Perhaps, our Father regards our sinning as a ‘lovers’ quarrel’. That is, people who love each other become annoyed and begin to fight. In fact, their love is on the line. What is going to win—ego or love?
So here, we’ve wanted our will rather than God’s. While this is happening, we are being held in God’s love. Will we relent? Will we stay in the light of what has been revealed to us? If we do, our sins are not being remembered. They are buried in the ocean of his loving.
Whoever doesn’t relent, and rather, decides to walk in the darkness of their own ‘light’, shows they haven’t seen the light at all, and it is certainly not ‘in’ them.
So, how good it is that Jesus tells us to pray. ‘…and forgive us our sins! We don’t pray because the matter is in doubt but because we need to have it affirmed. So, we don’t need to be crushed by our failures. We are humbled—by our failure of course, but even more by the continued love of God for us. And we are kept alert by the fact that we are now walking in light. Everything is known!
There are further clues in John 13:1-17.
Here is our Lord, preparing his disciples, and all of us, for the life we will lead. He’s telling us that we are cleansed, and that we need to be cleansed.
Peter is embarrassed that Jesus does the dirty job of washing feet and tries to be noble by refusing the service. Notice, he’s justifying himself—avoiding the pain of being ‘wrong footed’.
Jesus uses the occasion as a parable and says their relationship depends totally on Peter sitting down and having his feet washed. A relationship with Jesus depends on him serving us—by laying down his life for us. There’s no other way.

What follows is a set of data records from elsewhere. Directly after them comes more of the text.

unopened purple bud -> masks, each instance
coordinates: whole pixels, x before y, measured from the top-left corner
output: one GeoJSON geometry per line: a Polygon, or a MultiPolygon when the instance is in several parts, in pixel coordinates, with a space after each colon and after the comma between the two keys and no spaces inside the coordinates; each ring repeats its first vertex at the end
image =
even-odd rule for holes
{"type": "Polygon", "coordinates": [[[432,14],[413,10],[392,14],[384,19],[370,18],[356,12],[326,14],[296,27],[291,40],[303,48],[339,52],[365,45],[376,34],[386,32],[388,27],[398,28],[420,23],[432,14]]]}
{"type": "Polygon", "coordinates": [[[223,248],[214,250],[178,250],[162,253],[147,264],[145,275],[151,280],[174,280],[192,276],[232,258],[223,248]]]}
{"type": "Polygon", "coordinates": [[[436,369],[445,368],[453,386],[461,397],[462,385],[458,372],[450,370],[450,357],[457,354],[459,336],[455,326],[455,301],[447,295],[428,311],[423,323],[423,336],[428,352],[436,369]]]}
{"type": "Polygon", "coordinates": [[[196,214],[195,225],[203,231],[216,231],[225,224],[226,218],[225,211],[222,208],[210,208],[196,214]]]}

With that matter settled, Peter wants his hands and head washed as well! And Jesus explains that this isn’t necessary. ‘The one who has bathed does not need to wash, except for his feet, but is completely clean. And you are clean…’ (verse 10)—they have been cleansed by the word Jesus has spoken (15:3).
Our cleanness is not the result of getting our life together. It is the result of hearing and believing the word of Jesus Christ. His work as our Saviour is so complete, that when he speaks it to us, we are clean. Really clean before God. Really clean in our conscience (Hebrews 9:14; 10:22). Really clean and wanting to keep it that way! And future failures cannot muddy that stream because it is a stream that is flowing from above, not from within us.
But we do need our feet washed—the part of us that gets soiled with the world. So, ‘Forgive us our sins!’ We are in a covenant where our sins will never determine the relationship. We are walking in the light. But we feel the offence of this or that deed, and the pain of ‘wearing’ it, and the risk of staying in it. We want to ‘clear the air’.
Jesus gives Peter an opportunity to do this after his miserable collapse at the time of Jesus’ trial (John 21:15). He asks if Peter really does love him more than the other disciples. The acknowledgement of his failure, and his complete misunderstanding of his strength is obvious, but he does confess what is important. ‘You know that I love you’.